Publication Type:Case Reports
MeSH: Child, Preschool; Chromosome Banding; Chromosomes, Human, Pair 15; genetics; DNA Copy Number Variations; Female; Humans; Karyotyping; Mosaicism; Ring Chromosomes; Sequence Deletion
From: Chinese Journal of Medical Genetics 2017;34(3):406-410
CountryChina
Language:Chinese
Abstract:
OBJECTIVETo explore the genetic cause for a child with developmental delay.
METHODSThe karotypes of the child and her parents were analyzed with G-banding analysis. Their genome DNA was analyzed with low-coverage massively parallel copy number variation sequencing (CNV-seq) and verified by single nucleotide polymorphism array (SNP-array).
RESULTSThe karyotype of the child was ascertained as 46,XX,r(15)(p13q26.3), while both parents showed a normal karyotype.
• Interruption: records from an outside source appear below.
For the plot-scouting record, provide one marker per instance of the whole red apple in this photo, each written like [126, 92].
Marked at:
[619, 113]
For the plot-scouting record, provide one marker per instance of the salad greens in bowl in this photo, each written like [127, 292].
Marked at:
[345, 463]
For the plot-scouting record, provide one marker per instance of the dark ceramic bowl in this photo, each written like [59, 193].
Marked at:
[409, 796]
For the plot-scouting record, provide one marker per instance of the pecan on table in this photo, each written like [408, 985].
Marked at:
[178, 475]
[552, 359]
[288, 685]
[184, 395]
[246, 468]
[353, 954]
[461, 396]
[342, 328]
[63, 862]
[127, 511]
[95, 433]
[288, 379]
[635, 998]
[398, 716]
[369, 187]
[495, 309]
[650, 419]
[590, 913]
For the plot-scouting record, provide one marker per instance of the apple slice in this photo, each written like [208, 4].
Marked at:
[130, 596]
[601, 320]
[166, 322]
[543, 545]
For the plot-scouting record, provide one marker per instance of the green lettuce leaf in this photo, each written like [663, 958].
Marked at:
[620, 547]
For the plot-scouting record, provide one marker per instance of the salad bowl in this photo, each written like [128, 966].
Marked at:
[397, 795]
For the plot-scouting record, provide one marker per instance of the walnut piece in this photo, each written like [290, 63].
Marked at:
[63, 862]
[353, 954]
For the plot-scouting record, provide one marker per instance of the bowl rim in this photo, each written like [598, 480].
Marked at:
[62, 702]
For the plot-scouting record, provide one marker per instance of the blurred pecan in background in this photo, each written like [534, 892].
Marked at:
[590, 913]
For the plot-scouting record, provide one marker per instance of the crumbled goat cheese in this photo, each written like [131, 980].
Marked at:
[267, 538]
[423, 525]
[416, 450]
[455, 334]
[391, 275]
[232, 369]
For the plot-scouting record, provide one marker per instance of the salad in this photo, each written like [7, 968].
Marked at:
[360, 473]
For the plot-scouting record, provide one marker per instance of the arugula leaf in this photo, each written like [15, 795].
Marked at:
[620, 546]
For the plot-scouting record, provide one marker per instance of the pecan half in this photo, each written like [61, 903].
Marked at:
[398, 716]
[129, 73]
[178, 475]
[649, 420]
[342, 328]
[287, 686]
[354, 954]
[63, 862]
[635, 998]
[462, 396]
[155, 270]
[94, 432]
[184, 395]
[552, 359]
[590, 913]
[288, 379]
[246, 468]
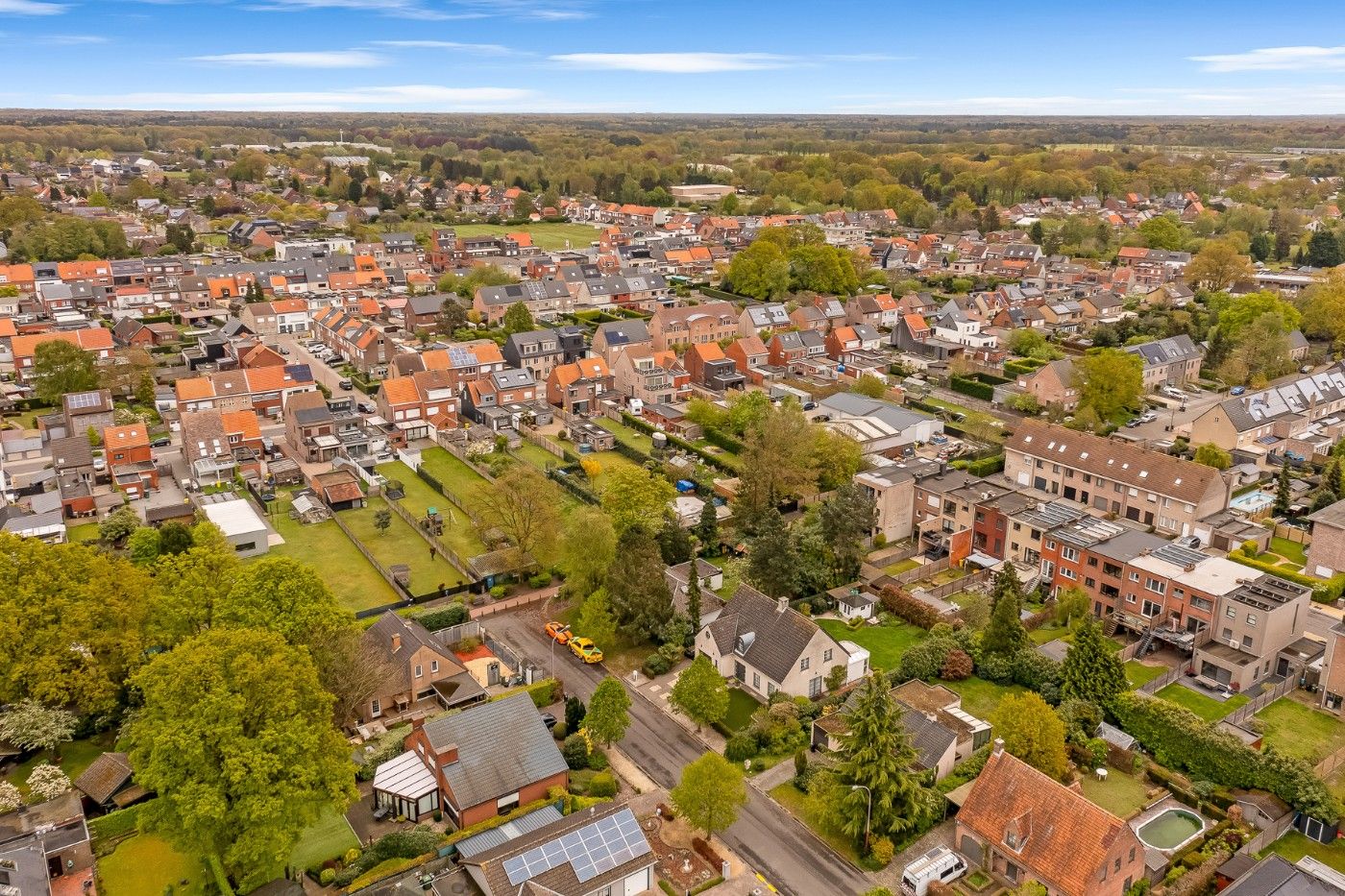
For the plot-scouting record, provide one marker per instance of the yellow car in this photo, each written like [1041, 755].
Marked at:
[585, 650]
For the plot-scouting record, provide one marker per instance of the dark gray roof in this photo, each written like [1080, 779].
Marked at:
[769, 638]
[501, 747]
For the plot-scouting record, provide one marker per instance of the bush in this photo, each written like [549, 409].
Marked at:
[740, 748]
[901, 604]
[575, 750]
[453, 614]
[602, 785]
[957, 666]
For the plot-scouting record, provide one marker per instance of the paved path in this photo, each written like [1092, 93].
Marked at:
[786, 853]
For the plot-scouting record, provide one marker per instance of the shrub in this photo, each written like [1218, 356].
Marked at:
[740, 748]
[655, 665]
[602, 785]
[957, 666]
[575, 750]
[901, 604]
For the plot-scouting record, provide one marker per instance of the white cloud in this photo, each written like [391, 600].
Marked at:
[675, 62]
[298, 60]
[399, 97]
[31, 9]
[1277, 60]
[486, 49]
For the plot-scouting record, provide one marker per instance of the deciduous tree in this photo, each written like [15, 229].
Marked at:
[235, 738]
[710, 794]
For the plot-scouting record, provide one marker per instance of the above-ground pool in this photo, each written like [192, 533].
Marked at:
[1253, 500]
[1170, 829]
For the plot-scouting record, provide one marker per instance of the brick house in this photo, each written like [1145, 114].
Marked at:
[1022, 825]
[474, 765]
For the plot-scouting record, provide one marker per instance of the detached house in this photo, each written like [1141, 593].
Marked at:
[767, 646]
[474, 765]
[1022, 825]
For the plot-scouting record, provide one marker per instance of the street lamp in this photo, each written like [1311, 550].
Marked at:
[868, 818]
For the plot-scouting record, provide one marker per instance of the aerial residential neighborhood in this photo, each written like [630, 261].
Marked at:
[444, 453]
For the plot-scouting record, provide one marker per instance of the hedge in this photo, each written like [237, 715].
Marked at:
[1180, 739]
[972, 388]
[544, 693]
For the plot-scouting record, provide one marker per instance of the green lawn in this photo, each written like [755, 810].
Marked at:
[1207, 708]
[901, 566]
[453, 473]
[1290, 550]
[147, 865]
[401, 544]
[1138, 673]
[459, 532]
[325, 546]
[76, 758]
[742, 705]
[326, 838]
[981, 697]
[885, 643]
[547, 235]
[1120, 794]
[1293, 846]
[1302, 732]
[627, 435]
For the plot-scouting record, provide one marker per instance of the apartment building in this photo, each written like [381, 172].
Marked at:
[1113, 476]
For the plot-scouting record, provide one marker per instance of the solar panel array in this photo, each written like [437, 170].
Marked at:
[591, 851]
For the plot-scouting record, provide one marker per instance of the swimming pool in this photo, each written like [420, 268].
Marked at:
[1170, 829]
[1253, 500]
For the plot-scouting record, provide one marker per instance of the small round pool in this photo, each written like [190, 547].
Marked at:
[1170, 829]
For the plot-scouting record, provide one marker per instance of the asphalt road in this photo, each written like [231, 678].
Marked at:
[767, 837]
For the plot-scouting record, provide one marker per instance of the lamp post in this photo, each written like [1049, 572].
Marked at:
[868, 817]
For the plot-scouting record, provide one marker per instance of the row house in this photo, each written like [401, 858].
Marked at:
[419, 401]
[578, 388]
[695, 325]
[544, 299]
[96, 341]
[651, 376]
[1113, 476]
[276, 318]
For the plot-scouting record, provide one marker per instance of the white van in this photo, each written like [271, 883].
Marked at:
[939, 864]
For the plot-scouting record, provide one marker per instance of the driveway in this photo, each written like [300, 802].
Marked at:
[769, 838]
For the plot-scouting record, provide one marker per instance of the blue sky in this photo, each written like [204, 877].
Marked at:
[1045, 57]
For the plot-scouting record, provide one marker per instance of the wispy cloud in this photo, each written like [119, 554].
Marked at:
[298, 60]
[675, 62]
[397, 97]
[484, 49]
[1277, 60]
[31, 9]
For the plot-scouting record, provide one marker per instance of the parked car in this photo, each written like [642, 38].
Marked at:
[585, 650]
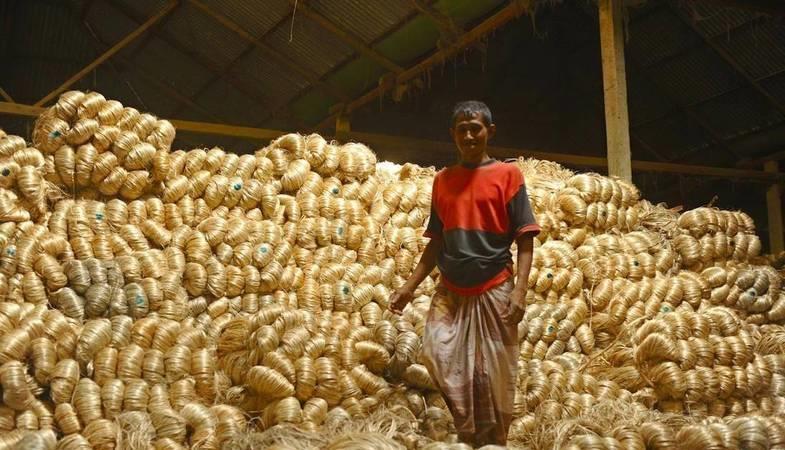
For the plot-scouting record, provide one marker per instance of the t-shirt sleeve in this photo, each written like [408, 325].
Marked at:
[519, 210]
[435, 225]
CNV-seq and SNP-array have identified a de novo 15q26.2-q26.3 deletion in the child with a size of approximately 3.60 Mb.
CONCLUSIONThe abnormal phenotype of the patient carrying the ring chromosome 15 may be attributed to the presence of the 15q26.2-q26.3 microdeletion. The deletion and haploinsufficiency of the IGF1R gene probably underlie the main clinical features of the patient.